Annie's hand was on his cheek, and she kissed him, giggling. "You love this," she said.
"Yeah. I do," Auggie admitted.
They hit the road again, and any time there was something different to see, Auggie knew about it. He knew there was an osprey flying above them in big circles. He knew there was a church with a giant steeple. He knew there were kids eating ice-cream on the sidewalk. He knew there was a house that was painted lilac and purple.
"Auggie, you might not believe me, but it's the truth," Annie said, her voice ringing with laughter. "There was a man walking a goat. It was on a leash!"
"A goat?" Auggie asked.
"A goat!" Annie wailed. "Little nubby horns, beard, hooves, a goat!"
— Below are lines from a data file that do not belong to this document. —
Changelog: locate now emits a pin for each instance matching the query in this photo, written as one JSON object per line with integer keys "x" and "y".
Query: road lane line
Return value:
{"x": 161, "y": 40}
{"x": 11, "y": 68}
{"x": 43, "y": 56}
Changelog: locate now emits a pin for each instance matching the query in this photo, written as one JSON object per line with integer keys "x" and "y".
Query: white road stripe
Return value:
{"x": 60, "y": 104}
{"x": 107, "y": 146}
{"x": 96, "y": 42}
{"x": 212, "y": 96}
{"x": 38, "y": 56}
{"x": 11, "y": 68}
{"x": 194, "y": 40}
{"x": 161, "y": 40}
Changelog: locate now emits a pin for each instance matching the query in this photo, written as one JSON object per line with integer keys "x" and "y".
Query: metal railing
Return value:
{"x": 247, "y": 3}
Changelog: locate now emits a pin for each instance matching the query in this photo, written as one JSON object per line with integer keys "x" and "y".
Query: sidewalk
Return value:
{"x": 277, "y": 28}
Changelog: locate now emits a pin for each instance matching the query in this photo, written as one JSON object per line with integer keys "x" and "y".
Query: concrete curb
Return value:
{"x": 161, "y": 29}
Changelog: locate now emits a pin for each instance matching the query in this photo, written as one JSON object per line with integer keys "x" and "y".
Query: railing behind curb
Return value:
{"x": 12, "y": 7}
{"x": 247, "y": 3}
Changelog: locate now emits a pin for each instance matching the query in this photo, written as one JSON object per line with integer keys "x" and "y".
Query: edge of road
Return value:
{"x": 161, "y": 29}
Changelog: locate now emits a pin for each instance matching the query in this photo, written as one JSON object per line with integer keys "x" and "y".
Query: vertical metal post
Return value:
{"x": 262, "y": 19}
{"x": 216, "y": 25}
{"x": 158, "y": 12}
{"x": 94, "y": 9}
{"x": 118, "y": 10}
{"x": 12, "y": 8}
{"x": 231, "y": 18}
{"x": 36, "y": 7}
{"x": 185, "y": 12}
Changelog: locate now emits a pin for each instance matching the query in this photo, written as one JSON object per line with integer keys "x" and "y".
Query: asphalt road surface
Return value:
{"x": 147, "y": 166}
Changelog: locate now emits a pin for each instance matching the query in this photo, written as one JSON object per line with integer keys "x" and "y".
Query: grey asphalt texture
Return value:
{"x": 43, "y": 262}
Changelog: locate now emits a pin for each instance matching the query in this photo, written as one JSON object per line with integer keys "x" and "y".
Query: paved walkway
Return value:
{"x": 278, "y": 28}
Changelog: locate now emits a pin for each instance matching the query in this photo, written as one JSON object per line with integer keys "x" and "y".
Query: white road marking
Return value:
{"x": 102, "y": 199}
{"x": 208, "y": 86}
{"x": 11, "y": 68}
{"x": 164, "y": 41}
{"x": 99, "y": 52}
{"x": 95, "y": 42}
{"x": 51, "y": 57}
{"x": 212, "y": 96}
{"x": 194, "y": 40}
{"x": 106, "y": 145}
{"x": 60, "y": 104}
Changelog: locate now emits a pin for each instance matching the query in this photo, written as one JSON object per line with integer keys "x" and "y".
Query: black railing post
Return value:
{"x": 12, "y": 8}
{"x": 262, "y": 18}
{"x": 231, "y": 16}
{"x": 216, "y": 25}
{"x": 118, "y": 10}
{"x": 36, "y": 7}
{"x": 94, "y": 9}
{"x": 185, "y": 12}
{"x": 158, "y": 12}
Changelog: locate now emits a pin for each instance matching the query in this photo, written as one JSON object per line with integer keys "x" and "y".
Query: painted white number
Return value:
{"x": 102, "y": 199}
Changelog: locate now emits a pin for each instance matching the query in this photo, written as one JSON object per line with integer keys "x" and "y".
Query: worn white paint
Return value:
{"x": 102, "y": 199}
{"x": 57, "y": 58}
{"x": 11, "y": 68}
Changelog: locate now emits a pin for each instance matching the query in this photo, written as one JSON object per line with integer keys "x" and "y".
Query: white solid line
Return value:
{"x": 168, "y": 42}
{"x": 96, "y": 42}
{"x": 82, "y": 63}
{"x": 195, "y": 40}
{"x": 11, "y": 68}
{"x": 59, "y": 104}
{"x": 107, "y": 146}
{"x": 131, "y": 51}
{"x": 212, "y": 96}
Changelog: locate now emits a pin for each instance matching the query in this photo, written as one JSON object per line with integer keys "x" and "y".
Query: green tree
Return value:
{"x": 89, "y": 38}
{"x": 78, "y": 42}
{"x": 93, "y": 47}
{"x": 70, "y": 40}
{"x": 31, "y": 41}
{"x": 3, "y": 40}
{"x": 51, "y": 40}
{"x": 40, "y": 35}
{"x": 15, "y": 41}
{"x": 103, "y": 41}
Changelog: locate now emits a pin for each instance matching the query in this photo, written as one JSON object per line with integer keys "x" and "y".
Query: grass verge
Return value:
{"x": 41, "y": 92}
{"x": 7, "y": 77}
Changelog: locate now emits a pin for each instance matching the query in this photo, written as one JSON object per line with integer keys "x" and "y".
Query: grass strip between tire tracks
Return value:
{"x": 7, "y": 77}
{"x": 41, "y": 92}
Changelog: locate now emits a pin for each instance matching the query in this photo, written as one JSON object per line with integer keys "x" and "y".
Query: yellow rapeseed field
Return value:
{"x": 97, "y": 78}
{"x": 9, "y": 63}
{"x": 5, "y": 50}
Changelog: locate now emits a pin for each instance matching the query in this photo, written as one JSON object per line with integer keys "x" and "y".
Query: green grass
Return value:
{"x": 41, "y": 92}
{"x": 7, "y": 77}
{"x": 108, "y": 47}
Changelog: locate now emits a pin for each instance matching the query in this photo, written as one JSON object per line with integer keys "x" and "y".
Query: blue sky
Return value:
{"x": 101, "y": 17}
"Was he old or young?" Auggie wanted to know.
"What," Annie said, almost hysterical with laughter. "The goat?"
"No, not the goat!" Auggie said. "Why do I feel like I'm talking to Barber—the man, was the man walking the goat old?"
"He was probably maybe sixty."
"So it's not some trendy thing," Auggie said. "I thought I might be missing something. Well, I guess it's good he's got someone to exercise with. But we are not getting a goat, Annie."
Annie, in reply, snorted in laughter.
Auggie had not ever anticipated this kind of day, not for a long, long time. He'd almost become reclusive; other than spending all his time at work, he stuck pretty close to home otherwise. It just had become habit. But since knowing Annie, he'd gone to baseball games, hit concerts, tried new restaurants, and learned how to enjoy things he'd written off for himself as a blind man. That was one thing that Auggie had always gotten out of dating. A partner took him out of his comfort zone, guided him through the unknown. Annie had always taken this two steps further. Joan had even admitted to him that she'd paired Annie with Auggie to take him out of his comfort zone. She'd seen that his circle of comfort had become painfully small since he'd come back from Iraq, and somehow, Joan had seen Annie as one to break some of that down.
The drive took them along the river and then Annie decided they needed an ice cream.
"I don't do well with ice-cream, Annie," Auggie stated as she pulled in to a lot.
"No worries, Auggie, we'll get yours in a cup, and we'll have heaps of napkins. This place even has a picnic table, so we can sit over there. I can't pass by an ice-cream stand. Besides, they painted this one pink and blue, and you truly do not want to ask me to pass right on by this." The engine roared and then fell silent.
"Oh, no, in that case, I don't dare." Auggie raised his hands in defeat, chuckling, hearing Annie's seatbelt click.
He pulled his cane from his messenger bag and got out of the car. Annie met him immediately and he took her elbow as they walked along the crushed gravel under their feet.
"One step," Annie said, and they stepped up onto the wooden platform in front of the ice-cream stand. Annie read Auggie the list of flavours and they took their time deciding. Annie had a cone, and she took the bowl and spoon for Auggie and they headed over to the picnic table.
Annie placed Auggie's hand on the table and he found his way into the bench seat across from her.
"This is good," Auggie said, appreciative of her suggestion.
"There's always a way around it, Auggie, when there's ice-cream to be eaten."
Auggie laughed. Feeling the ice cream on his tongue, and the sun on his shoulders, and hearing the sounds of the kids and the other customers at the small stand, Auggie once again marvelled at what this woman had done for him.
"So," she said. "I know we agreed to go quietly, and I knew we agreed to keep it small, and I still agree to all that... but I really think we should start planning this wedding."
Ice-cream always comes with a talk, remembered Auggie, smiling at his beautiful fiancé across the table. He prepared himself as well as any good husband-to-be and got ready to start talking.